Nine honey locust trees were removed from city property in White Rock last week, following the recent approval of a contentious application from residents of a Pacific Avenue condo building.
But White Rock Coun. Helen Fathers says that the thumbs-up should prompt the city to take a look at its tree policy, which allows residents of such buildings to apply multiple times, but prevents homeowners from making the same request more than once every two years.
“Now, there seems to be a glitch in the system, because if you live in an apartment building, you can just keep reapplying. And it shouldn’t really be. So I guess we’re going to have to look at that,” Fathers said Monday. “It should really be one per whole strata unit.”
Proponents, however, say the process, while lengthy, was one they were happy with.
Residents had complained that the trees, located west of the 15210 Pacific Ave. Ocean Ridge Development, obstructed views and posed a tripping hazard as roots began invading gardens.
Multiple requests to remove the trees – starting in 2009 – were rejected by both city staff and council under the city’s tree policy, which requires 65 per cent of those living within 30 metres of the trees to support their removal in order for work to be approved.
As of November 2012, the residents had 61 per cent support. A subsequent application made last summer by another resident of the 60-unit building garnered the support of 79 per cent of residents. As a result, the application was approved by the city’s operations department.

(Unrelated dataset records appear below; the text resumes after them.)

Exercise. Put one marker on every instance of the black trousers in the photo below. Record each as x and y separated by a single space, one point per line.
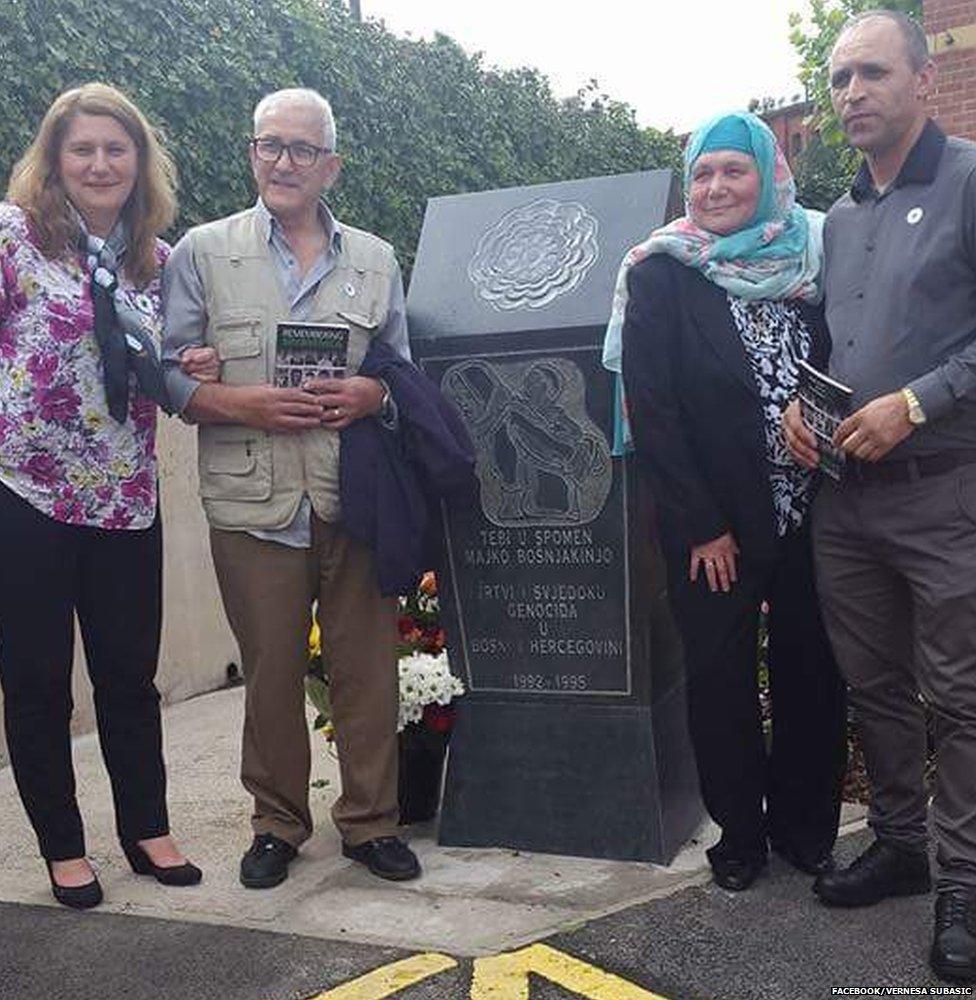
789 794
113 580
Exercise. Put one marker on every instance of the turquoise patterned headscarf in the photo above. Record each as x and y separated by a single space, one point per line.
778 255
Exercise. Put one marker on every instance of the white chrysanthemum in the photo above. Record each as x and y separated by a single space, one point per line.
425 680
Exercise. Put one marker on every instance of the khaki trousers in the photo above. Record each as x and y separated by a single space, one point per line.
267 590
896 571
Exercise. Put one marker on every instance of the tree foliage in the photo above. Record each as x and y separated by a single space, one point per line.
828 164
416 118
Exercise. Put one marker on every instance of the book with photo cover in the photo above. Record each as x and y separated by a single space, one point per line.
310 350
824 403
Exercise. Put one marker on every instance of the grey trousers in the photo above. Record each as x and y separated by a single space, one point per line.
896 571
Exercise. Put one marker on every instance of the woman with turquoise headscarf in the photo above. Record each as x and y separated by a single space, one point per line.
712 314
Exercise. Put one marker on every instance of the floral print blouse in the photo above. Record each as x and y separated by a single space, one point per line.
59 448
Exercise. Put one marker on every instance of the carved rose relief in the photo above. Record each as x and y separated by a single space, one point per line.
534 254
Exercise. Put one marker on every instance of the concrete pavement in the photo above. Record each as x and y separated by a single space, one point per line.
469 902
668 929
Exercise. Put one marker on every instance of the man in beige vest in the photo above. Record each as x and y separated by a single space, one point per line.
269 480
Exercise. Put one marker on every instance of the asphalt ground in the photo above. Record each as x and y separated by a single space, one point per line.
771 943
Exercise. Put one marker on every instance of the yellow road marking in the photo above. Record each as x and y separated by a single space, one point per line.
506 977
390 979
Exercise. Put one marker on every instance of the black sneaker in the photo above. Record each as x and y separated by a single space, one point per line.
266 862
953 954
880 872
387 857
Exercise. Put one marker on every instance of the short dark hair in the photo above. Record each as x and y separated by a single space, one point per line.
916 44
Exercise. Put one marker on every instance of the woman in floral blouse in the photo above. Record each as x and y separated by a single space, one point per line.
79 521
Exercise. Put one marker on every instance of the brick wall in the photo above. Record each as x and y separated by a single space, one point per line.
951 27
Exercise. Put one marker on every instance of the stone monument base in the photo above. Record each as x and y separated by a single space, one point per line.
591 781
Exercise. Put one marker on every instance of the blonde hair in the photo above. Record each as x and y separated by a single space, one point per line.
36 185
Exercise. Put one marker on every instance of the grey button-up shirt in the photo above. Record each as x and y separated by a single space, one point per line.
185 308
900 287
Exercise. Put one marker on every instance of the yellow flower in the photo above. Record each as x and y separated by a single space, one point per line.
314 641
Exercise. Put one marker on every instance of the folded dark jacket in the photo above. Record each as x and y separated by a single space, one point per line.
391 481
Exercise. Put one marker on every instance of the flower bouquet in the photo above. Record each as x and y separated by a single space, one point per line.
427 693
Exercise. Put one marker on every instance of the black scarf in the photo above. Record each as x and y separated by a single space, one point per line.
124 335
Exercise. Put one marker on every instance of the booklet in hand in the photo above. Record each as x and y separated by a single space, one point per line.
824 403
310 350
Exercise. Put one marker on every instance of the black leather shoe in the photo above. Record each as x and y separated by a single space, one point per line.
266 862
78 897
811 864
736 874
881 871
142 864
387 857
953 954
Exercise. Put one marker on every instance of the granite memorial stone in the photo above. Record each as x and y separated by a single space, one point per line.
572 737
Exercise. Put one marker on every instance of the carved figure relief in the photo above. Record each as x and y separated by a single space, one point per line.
534 254
541 460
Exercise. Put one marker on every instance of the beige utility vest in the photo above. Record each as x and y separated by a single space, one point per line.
251 478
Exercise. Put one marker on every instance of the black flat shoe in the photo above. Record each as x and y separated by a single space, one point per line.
809 864
736 874
953 954
78 897
881 872
142 864
386 857
265 863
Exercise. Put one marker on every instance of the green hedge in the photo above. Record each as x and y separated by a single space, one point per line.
415 118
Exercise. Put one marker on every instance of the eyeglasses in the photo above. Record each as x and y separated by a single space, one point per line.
301 154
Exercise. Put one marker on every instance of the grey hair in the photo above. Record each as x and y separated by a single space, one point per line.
304 96
916 44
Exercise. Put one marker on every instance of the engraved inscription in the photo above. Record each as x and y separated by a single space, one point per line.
534 254
540 458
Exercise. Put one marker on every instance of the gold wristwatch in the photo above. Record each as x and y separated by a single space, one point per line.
916 415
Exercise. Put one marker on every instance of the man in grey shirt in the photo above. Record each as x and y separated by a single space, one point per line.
269 481
895 539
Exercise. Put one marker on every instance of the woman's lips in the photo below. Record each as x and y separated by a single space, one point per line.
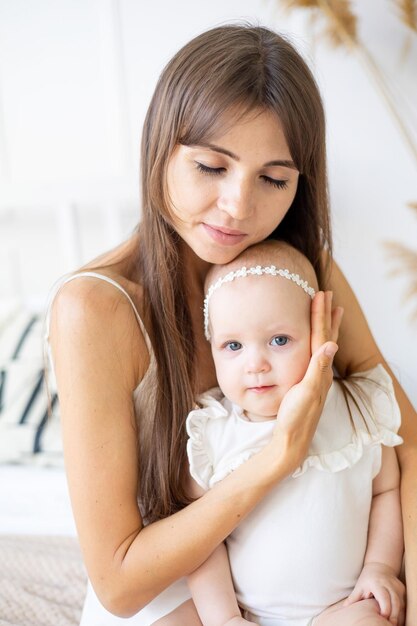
226 236
262 389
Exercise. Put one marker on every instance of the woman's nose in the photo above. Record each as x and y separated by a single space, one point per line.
237 199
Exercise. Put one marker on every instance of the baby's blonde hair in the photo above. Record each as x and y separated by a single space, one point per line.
269 252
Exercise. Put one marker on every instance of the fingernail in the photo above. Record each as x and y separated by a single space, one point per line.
331 350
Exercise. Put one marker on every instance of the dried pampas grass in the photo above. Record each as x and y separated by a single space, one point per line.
405 264
407 12
341 28
341 22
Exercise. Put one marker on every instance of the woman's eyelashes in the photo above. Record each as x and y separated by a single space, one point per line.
234 346
279 341
216 171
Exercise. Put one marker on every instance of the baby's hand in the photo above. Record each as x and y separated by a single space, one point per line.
379 581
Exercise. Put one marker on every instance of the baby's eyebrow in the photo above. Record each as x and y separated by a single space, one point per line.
215 148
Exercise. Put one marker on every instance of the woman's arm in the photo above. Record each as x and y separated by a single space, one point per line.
359 352
99 357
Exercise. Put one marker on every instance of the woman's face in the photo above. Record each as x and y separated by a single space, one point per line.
234 190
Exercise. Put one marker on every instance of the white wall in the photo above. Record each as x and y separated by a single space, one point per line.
75 80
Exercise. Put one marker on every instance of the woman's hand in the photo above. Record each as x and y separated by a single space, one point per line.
302 405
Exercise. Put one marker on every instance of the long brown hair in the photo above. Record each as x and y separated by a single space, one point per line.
217 77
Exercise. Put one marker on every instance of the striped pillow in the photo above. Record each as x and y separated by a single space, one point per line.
28 434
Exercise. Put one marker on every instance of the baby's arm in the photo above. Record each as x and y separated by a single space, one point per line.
383 557
211 585
212 589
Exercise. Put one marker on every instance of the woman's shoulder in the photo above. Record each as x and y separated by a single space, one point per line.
100 311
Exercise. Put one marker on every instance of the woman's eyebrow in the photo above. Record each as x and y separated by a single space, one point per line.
211 146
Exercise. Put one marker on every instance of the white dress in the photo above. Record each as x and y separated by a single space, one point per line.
302 548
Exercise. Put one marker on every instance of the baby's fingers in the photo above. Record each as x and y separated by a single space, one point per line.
383 597
397 608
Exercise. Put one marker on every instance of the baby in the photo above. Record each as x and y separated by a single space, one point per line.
325 546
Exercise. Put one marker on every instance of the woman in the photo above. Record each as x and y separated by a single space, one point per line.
233 151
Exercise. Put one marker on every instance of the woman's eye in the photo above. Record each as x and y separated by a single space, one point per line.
233 346
279 340
280 184
211 171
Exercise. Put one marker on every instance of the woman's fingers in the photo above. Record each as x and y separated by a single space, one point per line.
337 316
325 321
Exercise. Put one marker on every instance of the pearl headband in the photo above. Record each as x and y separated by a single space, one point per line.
252 271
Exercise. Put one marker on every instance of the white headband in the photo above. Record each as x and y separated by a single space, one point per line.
252 271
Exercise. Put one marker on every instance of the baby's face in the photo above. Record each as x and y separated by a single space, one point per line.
260 338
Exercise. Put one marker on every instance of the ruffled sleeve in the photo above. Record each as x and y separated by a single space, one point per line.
337 445
199 450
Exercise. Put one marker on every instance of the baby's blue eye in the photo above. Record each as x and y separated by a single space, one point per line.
233 345
279 340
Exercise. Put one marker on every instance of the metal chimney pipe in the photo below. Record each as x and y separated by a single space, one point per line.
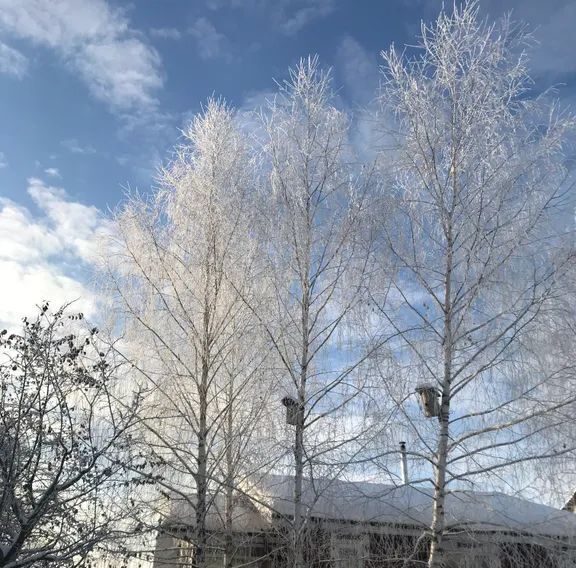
404 463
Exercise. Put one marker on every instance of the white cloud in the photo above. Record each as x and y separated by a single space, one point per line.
166 33
52 172
12 61
289 16
300 18
358 69
42 256
211 44
96 41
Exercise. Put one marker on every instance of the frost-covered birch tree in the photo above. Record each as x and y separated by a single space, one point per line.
64 443
180 261
479 180
314 265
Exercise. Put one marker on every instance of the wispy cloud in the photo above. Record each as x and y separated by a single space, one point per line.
294 21
359 70
288 16
210 43
12 61
96 41
166 33
40 254
52 172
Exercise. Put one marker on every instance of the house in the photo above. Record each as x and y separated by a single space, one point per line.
370 525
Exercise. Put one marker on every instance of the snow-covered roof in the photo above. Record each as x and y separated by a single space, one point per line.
411 505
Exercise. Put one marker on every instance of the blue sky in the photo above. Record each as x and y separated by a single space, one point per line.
93 93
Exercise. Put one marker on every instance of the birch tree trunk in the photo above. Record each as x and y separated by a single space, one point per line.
314 266
477 174
179 265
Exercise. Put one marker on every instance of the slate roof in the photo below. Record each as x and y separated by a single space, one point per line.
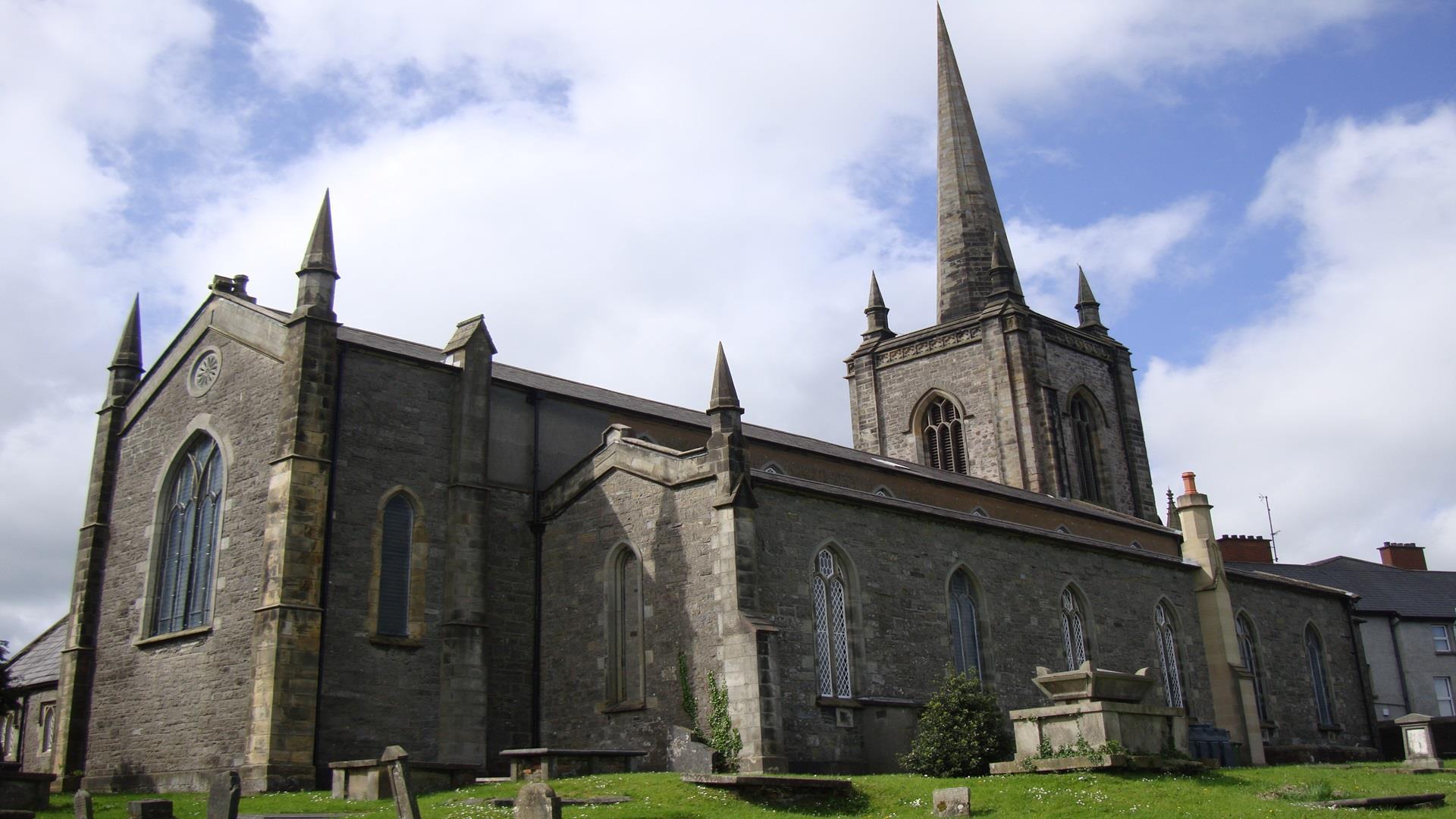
39 662
1382 589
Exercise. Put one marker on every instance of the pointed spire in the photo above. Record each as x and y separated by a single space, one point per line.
965 203
128 347
321 243
724 394
875 299
1088 315
877 315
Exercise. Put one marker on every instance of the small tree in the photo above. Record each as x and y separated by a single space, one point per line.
960 730
723 738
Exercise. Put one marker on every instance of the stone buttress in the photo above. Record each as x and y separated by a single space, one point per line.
289 623
79 657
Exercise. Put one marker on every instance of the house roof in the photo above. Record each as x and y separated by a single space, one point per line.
39 662
1385 589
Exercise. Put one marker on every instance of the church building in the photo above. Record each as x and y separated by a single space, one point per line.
305 541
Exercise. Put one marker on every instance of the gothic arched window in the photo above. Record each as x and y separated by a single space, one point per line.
1250 653
1074 629
395 548
830 626
1084 436
965 634
1318 675
626 661
1168 654
184 582
944 439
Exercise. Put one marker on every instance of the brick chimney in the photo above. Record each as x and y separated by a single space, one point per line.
1245 548
1404 556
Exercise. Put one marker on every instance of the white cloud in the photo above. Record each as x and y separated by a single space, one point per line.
1337 404
1119 254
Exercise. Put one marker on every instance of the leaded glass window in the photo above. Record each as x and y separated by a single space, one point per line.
1318 675
397 544
184 583
625 684
830 627
1250 653
965 637
1074 630
944 438
1084 436
1168 653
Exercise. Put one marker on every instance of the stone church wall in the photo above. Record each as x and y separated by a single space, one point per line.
1068 371
394 431
672 529
180 704
1280 614
899 611
963 372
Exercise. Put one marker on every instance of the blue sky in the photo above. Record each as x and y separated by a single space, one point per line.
1261 196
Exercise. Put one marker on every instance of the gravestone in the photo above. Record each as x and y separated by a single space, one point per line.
538 800
221 798
952 802
397 761
685 755
150 809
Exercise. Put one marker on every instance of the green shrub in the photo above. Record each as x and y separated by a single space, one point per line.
723 738
960 730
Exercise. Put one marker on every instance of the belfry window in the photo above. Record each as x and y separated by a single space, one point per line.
182 595
1084 436
625 620
1168 654
1250 653
397 544
1074 629
1318 675
830 627
943 436
965 635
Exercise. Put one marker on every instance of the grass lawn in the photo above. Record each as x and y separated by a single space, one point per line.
1231 793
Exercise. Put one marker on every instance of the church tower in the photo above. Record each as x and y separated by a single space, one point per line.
995 390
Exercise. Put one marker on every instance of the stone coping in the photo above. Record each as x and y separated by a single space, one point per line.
514 752
762 781
347 764
27 776
1095 706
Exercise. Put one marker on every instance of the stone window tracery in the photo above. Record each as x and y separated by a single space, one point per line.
965 634
1250 653
1168 654
182 595
943 436
830 627
1318 675
1074 629
1084 438
626 661
397 541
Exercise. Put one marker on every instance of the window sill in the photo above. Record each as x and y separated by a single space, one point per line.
171 635
395 640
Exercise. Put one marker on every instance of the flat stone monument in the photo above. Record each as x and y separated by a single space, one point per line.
536 800
951 802
221 798
397 761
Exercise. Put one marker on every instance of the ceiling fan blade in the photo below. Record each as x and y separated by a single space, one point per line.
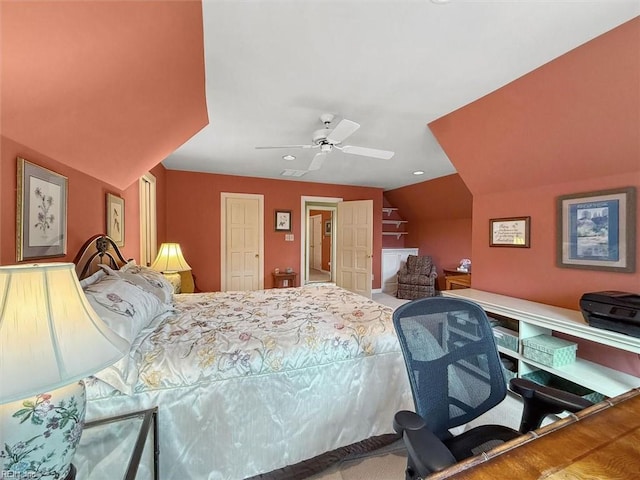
343 130
289 146
368 152
317 161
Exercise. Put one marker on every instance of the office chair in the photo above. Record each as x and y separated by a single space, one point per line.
456 375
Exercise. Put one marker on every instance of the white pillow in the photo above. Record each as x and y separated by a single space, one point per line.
91 279
149 280
123 306
132 313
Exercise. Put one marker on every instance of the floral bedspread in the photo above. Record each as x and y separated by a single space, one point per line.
222 335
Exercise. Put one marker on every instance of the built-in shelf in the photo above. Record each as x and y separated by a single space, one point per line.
389 210
536 318
397 223
396 234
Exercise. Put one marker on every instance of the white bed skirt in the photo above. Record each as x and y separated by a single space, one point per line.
241 427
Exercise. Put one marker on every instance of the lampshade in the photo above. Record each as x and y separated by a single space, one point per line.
49 334
170 259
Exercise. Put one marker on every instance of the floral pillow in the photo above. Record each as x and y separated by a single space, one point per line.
129 311
149 280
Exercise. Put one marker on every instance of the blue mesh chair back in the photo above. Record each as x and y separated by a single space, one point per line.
452 361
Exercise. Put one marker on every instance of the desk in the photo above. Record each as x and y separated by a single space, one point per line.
601 442
284 280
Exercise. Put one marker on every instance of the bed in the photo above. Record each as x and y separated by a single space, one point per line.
245 382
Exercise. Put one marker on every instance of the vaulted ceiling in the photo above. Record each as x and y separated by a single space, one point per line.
113 88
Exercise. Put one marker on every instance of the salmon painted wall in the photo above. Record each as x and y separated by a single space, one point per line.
439 214
193 219
570 126
86 204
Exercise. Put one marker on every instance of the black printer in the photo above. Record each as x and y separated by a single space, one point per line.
612 310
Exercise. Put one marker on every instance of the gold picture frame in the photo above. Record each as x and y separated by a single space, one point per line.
597 230
41 212
115 219
510 232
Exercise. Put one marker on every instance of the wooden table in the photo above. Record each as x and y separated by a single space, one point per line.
454 278
284 279
601 442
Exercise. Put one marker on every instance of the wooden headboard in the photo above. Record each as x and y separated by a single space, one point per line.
99 249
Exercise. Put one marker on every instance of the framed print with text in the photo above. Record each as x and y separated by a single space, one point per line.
510 232
115 219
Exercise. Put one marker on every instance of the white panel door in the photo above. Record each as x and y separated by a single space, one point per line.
354 246
242 240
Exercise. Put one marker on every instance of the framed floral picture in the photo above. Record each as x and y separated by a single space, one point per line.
41 212
597 230
115 219
283 221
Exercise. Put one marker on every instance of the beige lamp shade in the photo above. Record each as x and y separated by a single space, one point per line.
170 259
49 334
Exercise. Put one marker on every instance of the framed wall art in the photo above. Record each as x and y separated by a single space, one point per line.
283 221
41 213
596 230
115 219
510 232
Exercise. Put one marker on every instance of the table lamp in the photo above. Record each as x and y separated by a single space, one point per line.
50 339
171 262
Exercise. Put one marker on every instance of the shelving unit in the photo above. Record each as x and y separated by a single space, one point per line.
395 234
397 223
536 318
389 210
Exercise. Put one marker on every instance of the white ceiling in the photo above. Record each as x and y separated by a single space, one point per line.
392 66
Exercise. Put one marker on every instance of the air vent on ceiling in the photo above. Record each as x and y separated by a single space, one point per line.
290 172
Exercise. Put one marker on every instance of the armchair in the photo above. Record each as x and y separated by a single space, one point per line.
417 278
456 375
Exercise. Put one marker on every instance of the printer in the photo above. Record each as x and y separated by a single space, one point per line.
612 310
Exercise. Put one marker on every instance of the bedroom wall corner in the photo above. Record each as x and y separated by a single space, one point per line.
193 219
86 204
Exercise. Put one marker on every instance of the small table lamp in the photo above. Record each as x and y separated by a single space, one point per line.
171 262
50 339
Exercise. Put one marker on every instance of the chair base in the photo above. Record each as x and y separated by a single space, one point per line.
412 292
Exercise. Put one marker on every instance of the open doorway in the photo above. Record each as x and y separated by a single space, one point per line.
318 239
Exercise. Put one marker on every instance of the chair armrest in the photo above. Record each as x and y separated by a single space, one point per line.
426 452
540 401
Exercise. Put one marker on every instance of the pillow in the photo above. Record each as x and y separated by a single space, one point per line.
123 306
130 312
91 279
149 280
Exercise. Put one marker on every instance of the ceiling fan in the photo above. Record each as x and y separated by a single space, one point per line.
327 138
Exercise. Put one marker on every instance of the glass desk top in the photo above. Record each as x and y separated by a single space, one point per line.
122 447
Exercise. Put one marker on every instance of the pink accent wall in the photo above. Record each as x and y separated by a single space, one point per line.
193 219
107 88
86 204
571 126
439 216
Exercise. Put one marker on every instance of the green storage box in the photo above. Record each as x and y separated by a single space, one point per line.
506 338
549 350
548 379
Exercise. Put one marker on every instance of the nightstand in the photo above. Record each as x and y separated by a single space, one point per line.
124 447
284 279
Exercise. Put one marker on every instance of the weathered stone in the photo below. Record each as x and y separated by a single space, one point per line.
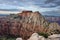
18 38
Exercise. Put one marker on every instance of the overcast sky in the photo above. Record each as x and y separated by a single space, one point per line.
35 5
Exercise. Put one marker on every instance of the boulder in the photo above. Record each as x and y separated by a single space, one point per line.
35 36
18 38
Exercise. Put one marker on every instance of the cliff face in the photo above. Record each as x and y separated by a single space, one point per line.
26 23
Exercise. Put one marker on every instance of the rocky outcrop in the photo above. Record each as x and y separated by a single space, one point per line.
54 28
18 38
26 23
35 36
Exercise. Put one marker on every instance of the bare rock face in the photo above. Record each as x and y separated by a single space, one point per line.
35 36
18 38
24 24
54 28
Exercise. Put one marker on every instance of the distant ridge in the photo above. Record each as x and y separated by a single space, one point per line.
9 10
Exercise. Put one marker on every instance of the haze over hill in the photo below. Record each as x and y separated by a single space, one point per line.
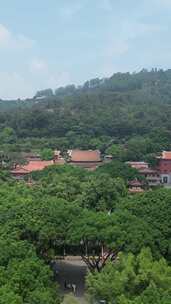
133 110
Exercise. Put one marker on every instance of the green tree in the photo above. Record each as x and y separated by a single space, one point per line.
132 279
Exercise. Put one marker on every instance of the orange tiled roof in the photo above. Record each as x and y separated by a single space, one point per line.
85 156
32 166
166 155
136 190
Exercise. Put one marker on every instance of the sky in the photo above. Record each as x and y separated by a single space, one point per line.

“Basically, they had come to council and asked us to appeal the decision, which of course, we didn’t. What they did was, another person in that building applied under the same policy – and this is where the policy in my opinion fails – went back and they had another crack at it and they got 79 per cent of the people saying yes,” Fathers said.
Pacific Avenue resident Anne Torno, however, said the application approval was a result of better organization.
“We came together a lot better, we talked to people and we set up a committee, so everyone would understand the implications of what we were doing. Everybody seemed quite willing to come on board,” she said, noting the residents footed the bill for the removal.
“In the end, it worked out pretty well. There are a couple of people who obviously are never going to be satisfied 100 per cent, but most of us are elated.
“The difference of having those trees down has been enormous to us. Not only do we have our views back, but we have so much more natural light coming into our suites now. And we also feel, from the street view, that the building looks considerably better without all the clutter from those trees, which weren’t very attractive.”
The boulevard where the trees stood is to be rehabilitated with soil and grass.